🤖 AI Summary
This work investigates the capability trade-offs of Mixture-of-Experts (MoE) architectures versus dense models on memory-intensive and reasoning-intensive tasks.
Method: We conduct theoretical analysis, model synthetic graph reasoning tasks, evaluate closed-book retrieval, and perform large-scale pretraining experiments—systematically varying the number of experts while fixing activated parameter count.
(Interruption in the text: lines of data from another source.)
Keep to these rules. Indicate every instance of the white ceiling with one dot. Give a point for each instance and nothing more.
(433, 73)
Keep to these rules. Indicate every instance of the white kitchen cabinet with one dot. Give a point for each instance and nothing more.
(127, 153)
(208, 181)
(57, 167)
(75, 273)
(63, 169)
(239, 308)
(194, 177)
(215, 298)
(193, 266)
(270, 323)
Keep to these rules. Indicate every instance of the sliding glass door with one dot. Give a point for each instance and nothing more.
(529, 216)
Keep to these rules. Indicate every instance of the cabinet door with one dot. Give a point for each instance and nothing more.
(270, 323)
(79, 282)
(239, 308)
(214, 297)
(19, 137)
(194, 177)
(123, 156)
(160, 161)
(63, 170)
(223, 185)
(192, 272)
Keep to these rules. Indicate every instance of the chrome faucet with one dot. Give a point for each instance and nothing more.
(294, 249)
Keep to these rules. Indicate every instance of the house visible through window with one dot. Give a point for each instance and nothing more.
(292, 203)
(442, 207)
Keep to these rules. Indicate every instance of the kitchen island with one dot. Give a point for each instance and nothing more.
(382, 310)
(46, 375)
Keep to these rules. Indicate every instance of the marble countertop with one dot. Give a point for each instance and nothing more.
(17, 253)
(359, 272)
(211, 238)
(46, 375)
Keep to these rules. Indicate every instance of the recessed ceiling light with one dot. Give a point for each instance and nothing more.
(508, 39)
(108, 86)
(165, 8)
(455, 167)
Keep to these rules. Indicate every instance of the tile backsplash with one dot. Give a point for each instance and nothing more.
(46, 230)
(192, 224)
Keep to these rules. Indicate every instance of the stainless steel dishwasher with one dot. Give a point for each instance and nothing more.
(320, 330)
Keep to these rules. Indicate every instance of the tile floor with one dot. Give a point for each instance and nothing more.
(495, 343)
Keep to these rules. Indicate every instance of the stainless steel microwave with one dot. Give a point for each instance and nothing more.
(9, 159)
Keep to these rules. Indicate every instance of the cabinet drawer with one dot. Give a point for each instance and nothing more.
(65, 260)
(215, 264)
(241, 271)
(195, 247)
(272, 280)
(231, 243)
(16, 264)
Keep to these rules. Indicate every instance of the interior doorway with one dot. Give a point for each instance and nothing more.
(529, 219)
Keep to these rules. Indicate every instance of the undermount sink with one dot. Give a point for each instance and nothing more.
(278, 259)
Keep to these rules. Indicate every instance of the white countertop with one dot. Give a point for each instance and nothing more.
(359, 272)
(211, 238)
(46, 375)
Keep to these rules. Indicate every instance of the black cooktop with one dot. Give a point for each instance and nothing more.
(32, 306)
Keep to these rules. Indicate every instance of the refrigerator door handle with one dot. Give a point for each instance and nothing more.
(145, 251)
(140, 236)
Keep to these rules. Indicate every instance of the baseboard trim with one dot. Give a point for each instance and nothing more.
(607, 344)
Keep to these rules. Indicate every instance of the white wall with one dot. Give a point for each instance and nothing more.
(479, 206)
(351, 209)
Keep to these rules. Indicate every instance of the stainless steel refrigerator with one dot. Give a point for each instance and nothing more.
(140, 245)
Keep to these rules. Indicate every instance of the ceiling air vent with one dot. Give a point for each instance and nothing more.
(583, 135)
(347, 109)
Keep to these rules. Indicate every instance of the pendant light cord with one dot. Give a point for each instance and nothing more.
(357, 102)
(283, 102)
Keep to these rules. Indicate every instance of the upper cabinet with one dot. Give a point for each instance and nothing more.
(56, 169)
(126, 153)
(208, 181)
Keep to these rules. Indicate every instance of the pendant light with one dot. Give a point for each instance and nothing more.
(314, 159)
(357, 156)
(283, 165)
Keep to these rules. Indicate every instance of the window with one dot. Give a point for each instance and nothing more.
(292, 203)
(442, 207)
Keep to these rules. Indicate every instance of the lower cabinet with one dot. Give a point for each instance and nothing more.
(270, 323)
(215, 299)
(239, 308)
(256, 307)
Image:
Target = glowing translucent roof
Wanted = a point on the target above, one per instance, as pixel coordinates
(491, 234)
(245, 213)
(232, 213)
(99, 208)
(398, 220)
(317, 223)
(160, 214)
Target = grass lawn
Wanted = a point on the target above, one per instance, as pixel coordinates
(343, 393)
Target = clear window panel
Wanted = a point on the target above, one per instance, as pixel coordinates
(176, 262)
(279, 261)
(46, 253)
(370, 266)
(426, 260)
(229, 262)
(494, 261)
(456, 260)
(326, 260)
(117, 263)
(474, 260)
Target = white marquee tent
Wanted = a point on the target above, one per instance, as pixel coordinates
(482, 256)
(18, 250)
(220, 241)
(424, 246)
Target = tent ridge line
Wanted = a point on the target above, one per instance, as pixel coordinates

Contribution/Results: We find that MoE memory performance improves monotonically with expert count, whereas performance on mathematical and linguistic reasoning benchmarks saturates. Crucially, we provide the first theoretical proof that MoE architectures exhibit fundamental limitations on structured reasoning tasks (e.g., graph reasoning), where comparably sized dense models solve them efficiently. Our results demonstrate that MoE scaling gains are highly task-dependent: MoE significantly outperforms dense models on knowledge- or memory-intensive tasks but yields diminishing returns on reasoning-intensive ones. This work rigorously characterizes the capability boundaries of MoE architectures, offering both theoretical grounding and empirical evidence to guide model selection and architectural design.
📝 Abstract
The Mixture-of-Experts (MoE) architecture enables a significant increase in the total number of model parameters with minimal computational overhead. However, it is not clear what performance tradeoffs, if any, exist between MoEs and standard dense transformers. In this paper, we show that as we increase the number of experts (while fixing the number of active parameters), the memorization performance consistently increases while the reasoning capabilities saturate. We begin by analyzing the theoretical limitations of MoEs at reasoning. We prove that there exist graph problems that cannot be solved by any number of experts of a certain width; however, the same task can be easily solved by a dense model with a slightly larger width. On the other hand, we find that on memory-intensive tasks, MoEs can effectively leverage a small number of active parameters with a large number of experts to memorize the data. We empirically validate these findings on synthetic graph problems and memory-intensive closed book retrieval tasks. Lastly, we pre-train a series of MoEs and dense transformers and evaluate them on commonly used benchmarks in math and natural language. We find that increasing the number of experts helps solve knowledge-intensive tasks, but fails to yield the same benefits for reasoning tasks.